Re: [PATCH [RT] 08/14] add a loop counter based timeout mechanism

Sven-Thorsten Dietrich <sdietrich@xxxxxxxxxx> · Fri, 22 Feb 2008 23:36:30 -0800

On Fri, 2008-02-22 at 13:36 -0700, Peter W. Morreale wrote:
> On Fri, 2008-02-22 at 11:55 -0800, Sven-Thorsten Dietrich wrote:
> > 
> > In high-contention, short-hold time situations, it may even make sense
> > to have multiple CPUs with multiple waiters spinning, depending on
> > hold-time vs. time to put a waiter to sleep and wake them up.
> > 
> > The wake-up side could also walk ahead on the queue, and bring up
> > spinners from sleeping, so that they are all ready to go when the lock
> > flips green for them.
> > 
> 
> I did try an attempt at this one time.  The logic was merely if the
> pending owner was running, wakeup the next waiter.  The results were
> terrible for the benchmarks used, as compared to the current
> implementation. 

Yup, but you cut the CONTEXT where I said:

"for very large SMP systems"

Specifically, what I mean, is an SMP system, where I have enough CPUs to
do this:

let (t_Tcs) be the time to lock, transition and unlock an un-contended
critical section (i.e. the one that I am the pending waiter for).

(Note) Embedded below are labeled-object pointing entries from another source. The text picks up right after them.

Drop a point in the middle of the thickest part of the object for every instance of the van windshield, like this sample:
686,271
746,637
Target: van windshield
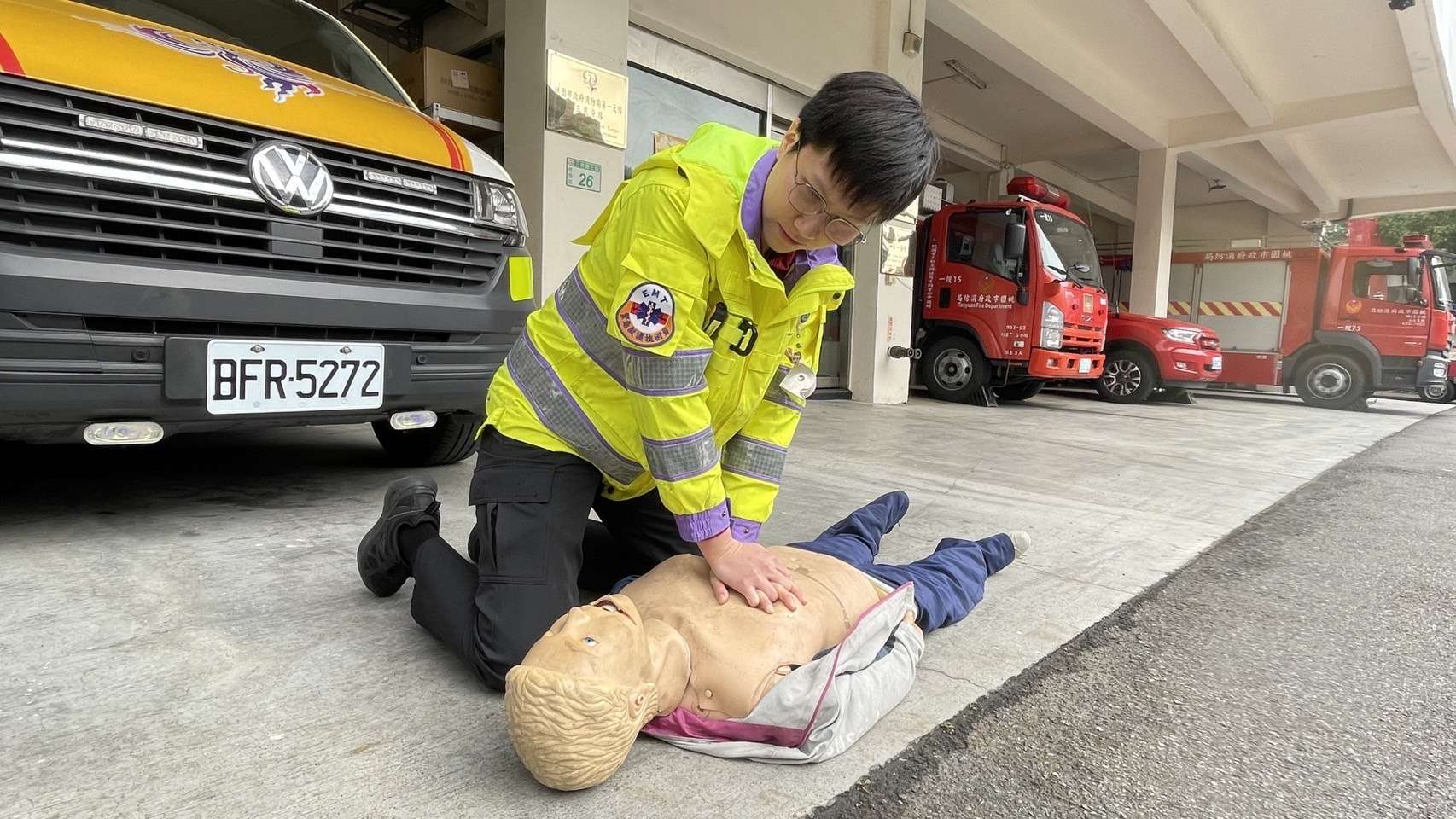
1066,243
287,29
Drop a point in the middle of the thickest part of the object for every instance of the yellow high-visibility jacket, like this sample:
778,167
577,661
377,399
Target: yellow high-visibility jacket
658,360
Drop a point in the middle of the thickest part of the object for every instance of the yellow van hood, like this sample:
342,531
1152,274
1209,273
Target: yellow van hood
89,49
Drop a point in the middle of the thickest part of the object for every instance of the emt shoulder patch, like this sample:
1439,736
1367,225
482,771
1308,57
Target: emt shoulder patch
645,317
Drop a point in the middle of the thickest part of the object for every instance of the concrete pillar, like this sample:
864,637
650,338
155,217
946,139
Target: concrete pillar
881,305
594,31
996,183
1154,230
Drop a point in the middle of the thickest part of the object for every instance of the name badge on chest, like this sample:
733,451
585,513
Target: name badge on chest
800,380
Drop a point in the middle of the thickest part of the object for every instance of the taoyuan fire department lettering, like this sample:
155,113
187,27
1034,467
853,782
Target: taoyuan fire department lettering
645,317
280,80
993,301
1248,255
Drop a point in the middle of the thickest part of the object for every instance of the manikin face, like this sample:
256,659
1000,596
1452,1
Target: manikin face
783,227
603,641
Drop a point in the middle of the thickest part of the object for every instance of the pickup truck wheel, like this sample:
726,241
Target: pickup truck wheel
449,441
1443,394
1020,392
1332,380
952,369
1129,377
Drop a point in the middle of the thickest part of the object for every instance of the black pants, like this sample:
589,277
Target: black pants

let (t_W) be the time to wake up a sleeping task.

and let (t_W > t_Tcs)

Then, "for very large SMP systems"

if 

S = (t_W / t_Tcs), 

then S designates the number of tasks to transition a critical section
before the first sleeper would wake up.

and the number of CPUs > S.

The time for an arbitrary number of tasks N > S which are all competing
for lock L, to transition a critical section (T_N_cs), approaches:

T_N_cs = (N * t_W) 

if you have only 1 task spinning.

but if you can have 

N tasks spinning, (T_N_cs) approaches:

T_N_cs = (N * t_Tcs)

and with the premise, that t_W > t_Tcs, you should see a dramatic
throughput improvement when running PREEMPT_RT on VERY LARGE SMP
systems.

I want to disclaim, that the math above is very much simplified, but I
hope its sufficient to demonstrate the concept.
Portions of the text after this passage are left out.